Because the big fish for Orbán is precisely Meloni’s closest ally in the conservative European right group: the PiS of Morawiecki, who yesterday had opened up to the possibility of leaving Ecr but today he has already retracted and said he is ready to resume dialogue with the Italians for the distribution of positions in the group, after the postponement of the founding meeting scheduled for 26 June. Actually There is a strong political point of division between Hungarians and Poles: the relationship with Putin’s Russia. If it could be overcome, but it now seems difficult, in the name of the traditional “we are in the same group but each one of us votes according to his choices”, together Hungarians (10), Poles (20) and Czechs (7) – with other additions necessary for the 7-country rule – would build a more substantial force than the Left group (39 members).
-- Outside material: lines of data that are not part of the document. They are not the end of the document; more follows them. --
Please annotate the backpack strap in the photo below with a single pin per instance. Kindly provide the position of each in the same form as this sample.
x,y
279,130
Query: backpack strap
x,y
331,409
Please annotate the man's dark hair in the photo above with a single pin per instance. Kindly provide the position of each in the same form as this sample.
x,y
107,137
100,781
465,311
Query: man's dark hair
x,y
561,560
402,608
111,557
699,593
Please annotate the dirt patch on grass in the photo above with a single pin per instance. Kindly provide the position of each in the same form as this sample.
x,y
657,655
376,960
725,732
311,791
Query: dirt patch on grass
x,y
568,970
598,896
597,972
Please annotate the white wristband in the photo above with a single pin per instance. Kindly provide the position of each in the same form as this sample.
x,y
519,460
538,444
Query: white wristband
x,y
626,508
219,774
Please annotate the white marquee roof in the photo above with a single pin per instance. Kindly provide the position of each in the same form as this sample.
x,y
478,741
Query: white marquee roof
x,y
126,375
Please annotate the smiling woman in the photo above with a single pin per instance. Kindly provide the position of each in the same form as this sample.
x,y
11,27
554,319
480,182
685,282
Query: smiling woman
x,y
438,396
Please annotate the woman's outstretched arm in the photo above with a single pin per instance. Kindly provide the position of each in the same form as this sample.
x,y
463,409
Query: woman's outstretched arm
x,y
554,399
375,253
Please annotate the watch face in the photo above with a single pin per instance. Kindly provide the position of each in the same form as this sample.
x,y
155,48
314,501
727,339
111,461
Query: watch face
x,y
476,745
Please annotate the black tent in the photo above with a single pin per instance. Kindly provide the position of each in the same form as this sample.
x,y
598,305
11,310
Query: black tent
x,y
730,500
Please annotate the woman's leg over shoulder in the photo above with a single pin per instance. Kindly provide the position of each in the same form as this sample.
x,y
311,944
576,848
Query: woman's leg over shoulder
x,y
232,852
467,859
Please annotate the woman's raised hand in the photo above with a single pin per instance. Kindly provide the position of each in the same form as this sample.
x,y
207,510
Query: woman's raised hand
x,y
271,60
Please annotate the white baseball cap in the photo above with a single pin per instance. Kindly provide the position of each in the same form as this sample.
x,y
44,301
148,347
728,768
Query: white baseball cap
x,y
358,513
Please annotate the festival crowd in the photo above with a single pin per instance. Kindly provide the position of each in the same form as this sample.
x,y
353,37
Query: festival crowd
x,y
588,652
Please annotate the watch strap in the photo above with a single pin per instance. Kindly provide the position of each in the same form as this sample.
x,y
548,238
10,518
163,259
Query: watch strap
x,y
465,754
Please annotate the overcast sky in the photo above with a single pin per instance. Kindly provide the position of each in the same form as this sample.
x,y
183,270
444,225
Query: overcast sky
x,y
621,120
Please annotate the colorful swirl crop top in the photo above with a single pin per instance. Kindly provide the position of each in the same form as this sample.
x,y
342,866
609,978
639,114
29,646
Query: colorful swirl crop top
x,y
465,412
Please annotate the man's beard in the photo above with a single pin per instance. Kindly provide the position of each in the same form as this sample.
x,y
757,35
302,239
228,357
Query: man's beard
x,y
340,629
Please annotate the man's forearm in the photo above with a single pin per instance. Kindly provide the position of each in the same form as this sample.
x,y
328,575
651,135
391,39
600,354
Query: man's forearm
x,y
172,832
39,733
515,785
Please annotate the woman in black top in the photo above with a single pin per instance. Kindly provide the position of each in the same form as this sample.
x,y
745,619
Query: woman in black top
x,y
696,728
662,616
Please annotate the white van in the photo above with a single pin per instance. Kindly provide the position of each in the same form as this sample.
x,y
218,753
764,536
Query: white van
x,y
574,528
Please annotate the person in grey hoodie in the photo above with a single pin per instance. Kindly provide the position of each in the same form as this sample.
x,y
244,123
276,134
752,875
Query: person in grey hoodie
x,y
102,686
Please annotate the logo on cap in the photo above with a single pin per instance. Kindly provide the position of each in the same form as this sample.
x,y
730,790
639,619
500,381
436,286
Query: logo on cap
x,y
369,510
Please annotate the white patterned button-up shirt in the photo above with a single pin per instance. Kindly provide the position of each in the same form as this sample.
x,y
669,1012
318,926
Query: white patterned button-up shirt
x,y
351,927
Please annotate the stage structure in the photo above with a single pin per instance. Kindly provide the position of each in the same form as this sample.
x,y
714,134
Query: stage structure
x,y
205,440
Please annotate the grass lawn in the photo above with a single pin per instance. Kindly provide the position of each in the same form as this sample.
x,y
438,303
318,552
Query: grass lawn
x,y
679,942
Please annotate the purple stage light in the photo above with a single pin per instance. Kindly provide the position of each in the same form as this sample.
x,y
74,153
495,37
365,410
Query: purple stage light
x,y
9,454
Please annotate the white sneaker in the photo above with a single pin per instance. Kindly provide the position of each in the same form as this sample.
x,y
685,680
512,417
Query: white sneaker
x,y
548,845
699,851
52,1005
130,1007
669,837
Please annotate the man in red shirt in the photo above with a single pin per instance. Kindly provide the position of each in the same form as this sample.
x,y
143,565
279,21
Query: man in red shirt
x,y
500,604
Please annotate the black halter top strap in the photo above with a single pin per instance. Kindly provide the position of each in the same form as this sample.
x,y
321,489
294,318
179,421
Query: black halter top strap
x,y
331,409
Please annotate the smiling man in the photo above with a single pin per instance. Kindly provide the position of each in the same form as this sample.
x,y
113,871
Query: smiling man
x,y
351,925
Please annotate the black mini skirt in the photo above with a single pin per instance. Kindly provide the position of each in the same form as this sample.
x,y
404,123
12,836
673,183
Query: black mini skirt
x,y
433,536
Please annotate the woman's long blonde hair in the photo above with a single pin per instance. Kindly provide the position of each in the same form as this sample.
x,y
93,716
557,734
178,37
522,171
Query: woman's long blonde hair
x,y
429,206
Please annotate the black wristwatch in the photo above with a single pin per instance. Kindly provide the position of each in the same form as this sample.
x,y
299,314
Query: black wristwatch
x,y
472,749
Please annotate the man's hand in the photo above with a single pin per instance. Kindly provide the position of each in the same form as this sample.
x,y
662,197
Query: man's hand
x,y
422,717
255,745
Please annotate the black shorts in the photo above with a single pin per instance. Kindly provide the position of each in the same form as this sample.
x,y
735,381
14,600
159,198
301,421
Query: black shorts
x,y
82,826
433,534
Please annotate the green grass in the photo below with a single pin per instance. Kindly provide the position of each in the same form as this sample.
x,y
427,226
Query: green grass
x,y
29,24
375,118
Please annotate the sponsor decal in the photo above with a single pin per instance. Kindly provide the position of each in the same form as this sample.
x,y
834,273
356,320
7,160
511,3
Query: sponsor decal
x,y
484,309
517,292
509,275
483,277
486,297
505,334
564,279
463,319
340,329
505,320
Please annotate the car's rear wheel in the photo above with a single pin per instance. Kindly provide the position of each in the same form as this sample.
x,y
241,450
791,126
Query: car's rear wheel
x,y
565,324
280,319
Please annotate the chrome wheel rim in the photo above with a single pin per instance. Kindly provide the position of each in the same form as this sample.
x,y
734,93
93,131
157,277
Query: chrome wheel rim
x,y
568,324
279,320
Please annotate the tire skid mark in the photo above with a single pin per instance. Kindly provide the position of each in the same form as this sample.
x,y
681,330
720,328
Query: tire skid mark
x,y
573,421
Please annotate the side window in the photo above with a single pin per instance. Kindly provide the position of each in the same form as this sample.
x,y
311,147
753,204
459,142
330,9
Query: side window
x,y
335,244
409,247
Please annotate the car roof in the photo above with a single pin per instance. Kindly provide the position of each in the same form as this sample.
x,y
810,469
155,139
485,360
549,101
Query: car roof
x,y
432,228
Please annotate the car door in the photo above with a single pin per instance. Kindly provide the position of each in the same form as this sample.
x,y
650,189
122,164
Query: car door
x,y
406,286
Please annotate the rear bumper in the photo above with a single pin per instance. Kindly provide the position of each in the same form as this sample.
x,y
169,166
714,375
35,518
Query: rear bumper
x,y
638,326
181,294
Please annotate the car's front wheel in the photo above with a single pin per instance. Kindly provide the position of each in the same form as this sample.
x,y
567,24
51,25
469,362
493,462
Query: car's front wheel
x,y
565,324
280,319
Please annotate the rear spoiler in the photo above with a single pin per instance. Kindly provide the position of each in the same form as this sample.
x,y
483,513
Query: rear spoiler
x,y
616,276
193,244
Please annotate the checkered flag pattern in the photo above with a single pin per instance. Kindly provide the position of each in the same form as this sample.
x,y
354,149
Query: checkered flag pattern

But most of all would empty ECR relegating it to fourth place with 63 members and already making its overtaking of the liberals of Renew Europe (75) in third place among the parliamentary groups vain.

Regarding the fourth member of the Visegrád Group, Slovak diplomatic sources let it be known to Eunews that there is currently no interest and that it is the only option on the table for the two red-brown parties Direction-Ssd (of the prime minister Robert Fico) e Voice-Sd (of the president Peter Pellegrini) is a perhaps impossible reunion with the family of social democrats after the expulsion last autumn due to the birth of the government with the nationalist far right. The same sources indicate that “there are other parties without affiliation”, namely those neo-fascists of Republika who are contested by the ‘Sovereignists’ of AfD. In short, it had to be “the second group in the European Parliament” to change the balance of the Union. Instead, the European right risks splintering and arguing even more internally, while on the outside – where decisions are made – everything remains as it has always been.